For the Standing Posture: The model achieved an accuracy of 82.13% with a fatigue F1-score of 0.7772. A deeper dive into the constituent metrics for the fatigue class shows a precision of 0.7342 and a recall of 0.8257. This disparity, with recall significantly exceeding precision, indicates that the model is highly sensitive in detecting true instances of fatigue, a crucial attribute for ergonomic applications.
For the Stooping Posture: In this more demanding posture, the model yielded its highest accuracy of 82.66%. The fatigue F1-score was 0.7688, derived from a precision of 0.7154 and the highest recall value observed across all tests at 0.8309. The precision for the non-fatigued class was also exceptionally high at 0.9017, signifying that when the model predicts a non-fatigued state during stooping, it does so with very high confidence.
For the Kneeling Posture: The model maintained its robust performance with an accuracy of 82.38% and a fatigue F1-score of 0.7675. The precision–recall profile for the fatigue class (0.7249 and 0.8154, respectively) mirrored that of the other postures, again prioritizing the correct identification of fatigued states over precision.
To visually deconstruct these numerical results, the corresponding confusion matrices are presented in
Figure 13. The confusion matrices offer a granular view of the hybrid model’s classification behavior and visually confirm a critical performance characteristic. Across all three postures, the model demonstrates exceptionally high sensitivity (recall) for the fatigue class. For instance, in the standing posture (a), the model correctly identified 370,287 fatigued segments (TPs) while misclassifying only 78,165 (FNs). This pattern, where TPs for fatigue substantially outnumber FNs, holds for both stooping (b) and kneeling (c).
This performance profile is highly desirable for an ergonomic monitoring system. The high recall signifies a low false negative rate, meaning the model is adept at correctly identifying true instances of fatigue, thus minimizing the risk of overlooking a worker’s fatigued state, the most critical error to avoid in a safety context. The trade-off for this high sensitivity is a slightly lower precision, evidenced by the number of FP (e.g., 134,066 for standing). This indicates the model may occasionally flag a non-fatigued state as fatigued. However, this is a far more acceptable error from a safety perspective than missing an actual case of fatigue.
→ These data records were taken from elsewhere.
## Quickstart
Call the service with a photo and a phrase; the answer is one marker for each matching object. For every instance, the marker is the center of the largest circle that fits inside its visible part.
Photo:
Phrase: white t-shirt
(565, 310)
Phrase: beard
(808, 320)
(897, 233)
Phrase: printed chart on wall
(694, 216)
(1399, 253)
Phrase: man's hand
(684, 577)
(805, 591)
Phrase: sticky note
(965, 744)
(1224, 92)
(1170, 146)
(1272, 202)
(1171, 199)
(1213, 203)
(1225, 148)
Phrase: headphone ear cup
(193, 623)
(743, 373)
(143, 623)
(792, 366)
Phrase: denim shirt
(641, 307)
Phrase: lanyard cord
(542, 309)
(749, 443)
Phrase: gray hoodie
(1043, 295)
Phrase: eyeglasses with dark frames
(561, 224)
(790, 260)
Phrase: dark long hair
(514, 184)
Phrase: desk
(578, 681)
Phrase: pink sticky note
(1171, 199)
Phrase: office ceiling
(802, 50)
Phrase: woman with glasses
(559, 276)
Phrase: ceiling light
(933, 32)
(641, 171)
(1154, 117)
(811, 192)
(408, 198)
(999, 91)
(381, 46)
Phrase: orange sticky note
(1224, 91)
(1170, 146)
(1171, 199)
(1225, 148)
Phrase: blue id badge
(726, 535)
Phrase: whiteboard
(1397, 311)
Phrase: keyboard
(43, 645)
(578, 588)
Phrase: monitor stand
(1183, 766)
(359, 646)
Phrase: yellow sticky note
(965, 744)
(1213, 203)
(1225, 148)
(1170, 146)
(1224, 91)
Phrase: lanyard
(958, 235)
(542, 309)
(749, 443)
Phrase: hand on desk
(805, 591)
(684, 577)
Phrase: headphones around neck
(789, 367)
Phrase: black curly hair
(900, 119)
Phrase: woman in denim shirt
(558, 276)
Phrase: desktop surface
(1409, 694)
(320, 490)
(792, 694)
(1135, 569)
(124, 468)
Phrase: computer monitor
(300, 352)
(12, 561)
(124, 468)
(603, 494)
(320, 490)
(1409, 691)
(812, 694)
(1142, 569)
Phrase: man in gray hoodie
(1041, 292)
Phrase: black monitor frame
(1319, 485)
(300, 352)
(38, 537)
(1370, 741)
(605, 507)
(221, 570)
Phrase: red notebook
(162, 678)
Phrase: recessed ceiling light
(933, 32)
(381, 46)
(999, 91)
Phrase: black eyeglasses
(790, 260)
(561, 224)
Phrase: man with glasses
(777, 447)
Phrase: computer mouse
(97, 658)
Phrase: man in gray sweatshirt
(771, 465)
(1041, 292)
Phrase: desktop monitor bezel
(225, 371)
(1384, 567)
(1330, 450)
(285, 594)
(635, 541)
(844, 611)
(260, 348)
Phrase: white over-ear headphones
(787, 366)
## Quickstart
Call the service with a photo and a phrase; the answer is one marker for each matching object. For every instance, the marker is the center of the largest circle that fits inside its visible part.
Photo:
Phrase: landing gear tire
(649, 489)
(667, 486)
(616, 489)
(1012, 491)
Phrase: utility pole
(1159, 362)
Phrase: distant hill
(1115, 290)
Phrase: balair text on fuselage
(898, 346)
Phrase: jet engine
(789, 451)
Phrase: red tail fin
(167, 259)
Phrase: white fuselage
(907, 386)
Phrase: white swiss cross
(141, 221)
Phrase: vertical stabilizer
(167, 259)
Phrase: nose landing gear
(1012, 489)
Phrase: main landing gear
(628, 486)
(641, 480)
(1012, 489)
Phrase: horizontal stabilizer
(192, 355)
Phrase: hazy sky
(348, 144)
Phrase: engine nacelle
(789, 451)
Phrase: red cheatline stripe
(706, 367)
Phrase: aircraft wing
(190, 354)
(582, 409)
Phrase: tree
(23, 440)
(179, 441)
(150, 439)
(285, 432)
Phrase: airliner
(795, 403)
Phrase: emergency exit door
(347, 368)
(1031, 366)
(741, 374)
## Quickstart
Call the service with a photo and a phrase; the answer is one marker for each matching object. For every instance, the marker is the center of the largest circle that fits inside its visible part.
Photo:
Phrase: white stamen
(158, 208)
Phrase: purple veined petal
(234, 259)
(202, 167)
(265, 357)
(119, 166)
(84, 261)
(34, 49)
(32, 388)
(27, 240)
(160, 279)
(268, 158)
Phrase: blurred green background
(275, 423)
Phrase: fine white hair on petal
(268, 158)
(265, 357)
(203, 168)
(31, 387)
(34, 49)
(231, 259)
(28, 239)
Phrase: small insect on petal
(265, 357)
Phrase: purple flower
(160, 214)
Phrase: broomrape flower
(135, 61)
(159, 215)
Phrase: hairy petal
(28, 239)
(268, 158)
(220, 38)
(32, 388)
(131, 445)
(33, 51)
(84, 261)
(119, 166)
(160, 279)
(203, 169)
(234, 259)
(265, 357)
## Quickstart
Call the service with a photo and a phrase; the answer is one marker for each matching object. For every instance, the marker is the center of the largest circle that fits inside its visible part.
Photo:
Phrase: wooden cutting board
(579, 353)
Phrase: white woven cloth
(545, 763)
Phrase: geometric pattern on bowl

In conclusion, and in direct answer to Research Question 3, this two-stage hybrid approach, by leveraging deep learning for feature representation and XGBoost for classification, has successfully created a robust model that not only performs with high accuracy but is also optimized for the most crucial requirement of an ergonomic tool: minimizing missed detections of fatigue. It clearly outperforms the standalone models evaluated previously.
4. Discussion
The preceding chapter detailed the results of a multi-faceted investigation into predicting muscle fatigue among novice roofers using wearable sensor technology and machine learning. This chapter provides an interpretation of these findings, contextualizing the performance of sEMG-based and hybrid modeling approaches within the existing literature and the specific demands of roofing tasks. The significance of the findings, methodological considerations, limitations of the study, and directions for future research are critically examined.
4.1. Recapitulation of Principal Findings
The comprehensive analysis of sEMG data yielded several key findings pertinent to the detection and assessment of muscle fatigue during simulated roofing tasks.
Firstly, the study established a robust two-stage sEMG labeling methodology, adapting the WM trend analysis and incorporating physiological markers to define ‘fatigue’ and ‘non-fatigue’ states, with ‘uncertain’ segments being conservatively excluded to ensure high-confidence ground-truth labels for model training.
Secondly, an initial baseline assessment revealed that models trained directly on raw sEMG data exhibited modest predictive performance across the standing, stooping, and kneeling postures (e.g., LSTM F1-scores ranging from approximately 59% to 67%). This underscored the necessity for subsequent feature engineering to enhance discriminability.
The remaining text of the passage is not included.